The transformation of clubs’ squads has been accelerated in the last two decades by the European Court’s Bosman ruling in 1995. As soccer has experienced rapid economic growth it has also been remade as an expression of the economic freedom of the European Union. Fans in Munich welcome economic migrants from Africa, Eastern and Southern Europe, and South America who arrive not in crowded trains but in private jets, helicopters or luxury cars to sign multi-million euro contracts. The current Bayern squad contains Austrians, Brazilians, Chileans, Americans, Poles, Frenchmen and Dutchmen.
Meanwhile, the national teams have become an extremely visible expression of the way in which immigration has transformed Western Europe.
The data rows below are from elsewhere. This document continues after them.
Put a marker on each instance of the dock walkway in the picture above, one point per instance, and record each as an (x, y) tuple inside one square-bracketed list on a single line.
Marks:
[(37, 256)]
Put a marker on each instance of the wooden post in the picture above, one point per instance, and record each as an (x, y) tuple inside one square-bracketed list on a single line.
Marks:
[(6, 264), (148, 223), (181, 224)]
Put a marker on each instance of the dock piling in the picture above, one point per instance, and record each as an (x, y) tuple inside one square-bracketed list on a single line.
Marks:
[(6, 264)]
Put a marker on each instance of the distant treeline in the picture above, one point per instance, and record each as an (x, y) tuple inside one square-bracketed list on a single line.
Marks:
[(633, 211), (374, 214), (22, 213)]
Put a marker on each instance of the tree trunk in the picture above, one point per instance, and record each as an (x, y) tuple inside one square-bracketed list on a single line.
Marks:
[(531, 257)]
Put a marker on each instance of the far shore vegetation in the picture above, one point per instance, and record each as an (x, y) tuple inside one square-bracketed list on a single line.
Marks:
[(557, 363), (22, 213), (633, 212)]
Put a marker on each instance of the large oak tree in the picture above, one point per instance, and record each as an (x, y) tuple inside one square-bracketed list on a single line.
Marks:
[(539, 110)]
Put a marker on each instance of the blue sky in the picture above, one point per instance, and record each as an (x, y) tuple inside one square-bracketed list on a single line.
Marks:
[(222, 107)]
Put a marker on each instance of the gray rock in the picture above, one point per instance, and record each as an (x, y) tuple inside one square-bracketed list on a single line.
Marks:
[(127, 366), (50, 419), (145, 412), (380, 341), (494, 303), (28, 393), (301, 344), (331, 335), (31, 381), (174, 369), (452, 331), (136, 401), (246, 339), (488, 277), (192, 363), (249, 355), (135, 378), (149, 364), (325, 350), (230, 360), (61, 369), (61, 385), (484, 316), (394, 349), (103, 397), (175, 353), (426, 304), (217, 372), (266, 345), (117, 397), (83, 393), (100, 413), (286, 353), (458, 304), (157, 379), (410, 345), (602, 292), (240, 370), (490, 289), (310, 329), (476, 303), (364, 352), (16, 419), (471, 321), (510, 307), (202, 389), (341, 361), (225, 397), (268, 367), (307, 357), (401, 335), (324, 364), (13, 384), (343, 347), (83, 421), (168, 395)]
The German national team has recently include three players of Turkish descent, a defender whose father is from Ghana, another defender whose parents are ethnic Albanians who emigrated from Macedonia, and an attacker of mixed Moroccan-Ghanaian descent — as well as a Polish-born striker who was two when his family fled the collapsing economy of Communist Poland in 1987, on the eve of the Solidarity strikes.